If you haven't embraced the tahini movement, no worries! You can totally make this recipe with another favor nut or seed butter. Also, if you have different mix-in you like or have on hand, please feel free to sub those in.
If you have a kitchen scale, this is the perfect recipe to use it! Clean up with any sort of nut or seed butter is SIGNIFICANTLY easier when said butter is put directly into the mixing bowl. Same goes for all of your other ingredients.
This granola is also an awesome addition to baked goodies like quick breads or muffins (as a crumble on top). In fact, the recipe coming next week will incorporate a few sprinkles!

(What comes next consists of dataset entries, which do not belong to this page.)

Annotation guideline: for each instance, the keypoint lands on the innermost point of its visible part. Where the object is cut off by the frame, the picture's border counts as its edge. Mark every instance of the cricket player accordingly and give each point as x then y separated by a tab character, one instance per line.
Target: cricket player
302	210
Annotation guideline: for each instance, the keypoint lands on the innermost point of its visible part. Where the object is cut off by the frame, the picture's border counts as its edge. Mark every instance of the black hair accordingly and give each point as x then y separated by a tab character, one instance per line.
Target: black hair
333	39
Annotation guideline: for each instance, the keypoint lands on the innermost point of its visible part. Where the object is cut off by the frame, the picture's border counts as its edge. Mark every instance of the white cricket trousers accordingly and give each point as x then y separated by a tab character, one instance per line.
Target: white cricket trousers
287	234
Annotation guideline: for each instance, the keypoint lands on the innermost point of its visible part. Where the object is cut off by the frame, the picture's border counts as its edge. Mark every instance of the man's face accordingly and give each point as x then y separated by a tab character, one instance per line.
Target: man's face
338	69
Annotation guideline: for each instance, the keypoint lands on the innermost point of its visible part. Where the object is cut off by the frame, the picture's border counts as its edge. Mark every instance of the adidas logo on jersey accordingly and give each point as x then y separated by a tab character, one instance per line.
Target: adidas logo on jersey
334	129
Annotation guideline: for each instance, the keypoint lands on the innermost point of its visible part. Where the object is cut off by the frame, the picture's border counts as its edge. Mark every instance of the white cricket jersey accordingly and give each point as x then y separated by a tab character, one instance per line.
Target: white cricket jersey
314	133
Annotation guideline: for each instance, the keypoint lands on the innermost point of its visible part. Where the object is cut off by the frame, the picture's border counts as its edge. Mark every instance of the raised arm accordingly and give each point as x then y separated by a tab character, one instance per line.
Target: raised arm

Yield: 6(ish) cups of granola
2 large egg white, whisked until frothy
125 g tahini
125 g honey or maple syrup
1 tbsp (.05 oz) sesame oil
2 tbsp (1 oz) coconut oil
1 tsp vanilla extract
1 tsp fine sea salt
4 cups (500g) old fashioned oats
1/2 cup pecans, toasted and roughly chopped (or use your favorite nut)
1/2 cup pumpkin seeds
1/2 cup sunflower seeds
1/3 cup white and/or black sesame seeds
Preheat your oven to 350. Line a baking sheet with parchment; set aside.
In a large bowl, add the egg whites and whisk until frothy. Add the tahini, honey/maple syrup, sesame oil, coconut oil, vanilla and salt to a large bowl and give it a good mix until everything is evenly combined.
Using a spatula, stir in the remaining ingredients and give everything a really good mix until the dry goods are evenly coated in the tahini mixture.
Scrape the granola mixture onto the baking sheet, spreading the mixture as evenly as possible over the entire surface. Bake the granola for about 25 - 35 minutes, stirring just once about halfway through baking, until golden. Remove from the oven and allow the granola to fully cook before transferring to a large jar to store.
Note: If you like your granola to have larger clumps, press the mixture well into the pan after the initial stir and do not disturb again until the time is up and the surface is nicely browned. Allow to cool completely without stirring.
Kept sealed this will keep for a couple months.